Publication Date

2-8-2022

Journal

JCI Insight

DOI

10.1172/jci.insight.153511

PMID

35132959

PMCID

PMC8855806

PubMedCentral® Posted Date

2-8-2022

PubMedCentral® Full Text Version

Post-Print

Published Open-Access

yes

Keywords

Adenosine Deaminase, Animals, Disease Models, Animal, Epithelium, Female, Gastric Mucosa, Gene Expression Regulation, Male, Metaplasia, Mice, Mice, Inbred C57BL, Mice, Transgenic, RNA Editing, RNA, Double-Stranded, RNA-Binding Proteins, Cell Biology, Gastroenterology, Cell stress, Innate immunity

Abstract

Cells recognize both foreign and host-derived double-stranded RNA (dsRNA) via a signaling pathway that is usually studied in the context of viral infection.

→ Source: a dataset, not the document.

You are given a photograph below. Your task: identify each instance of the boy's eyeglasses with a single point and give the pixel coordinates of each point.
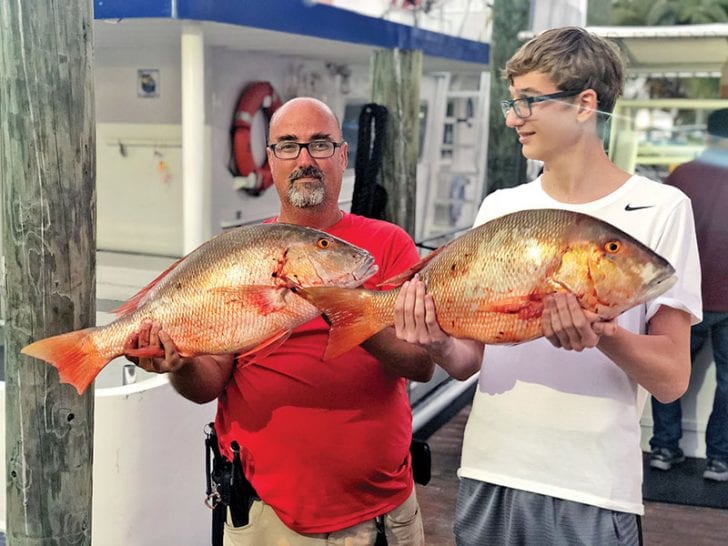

It has become increasingly clear that the sensing and handling of endogenous dsRNA is also critical for cellular differentiation and development. The adenosine RNA deaminase, ADAR1, has been implicated as a central regulator of the dsRNA response, but how regulation of the dsRNA response might mediate cell fate during injury and whether such signaling is cell intrinsic remain unclear. Here, we show that the ADAR1-mediated response to dsRNA was dramatically induced in 2 distinct injury models of gastric metaplasia. Mouse organoid and in vivo genetic models showed that ADAR1 coordinated a cell-intrinsic, epithelium-autonomous, and interferon signaling-independent dsRNA response. In addition, dsRNA accumulated within a differentiated epithelial population (chief cells) in mouse and human stomachs as these cells reprogrammed to a proliferative, reparative (metaplastic) state. Finally, chief cells required ADAR1 to reenter the cell cycle during metaplasia. Thus, cell-intrinsic ADAR1 signaling is critical for the induction of metaplasia. Because metaplasia increases cancer risk, these findings support roles for ADAR1 and the response to dsRNA in oncogenesis.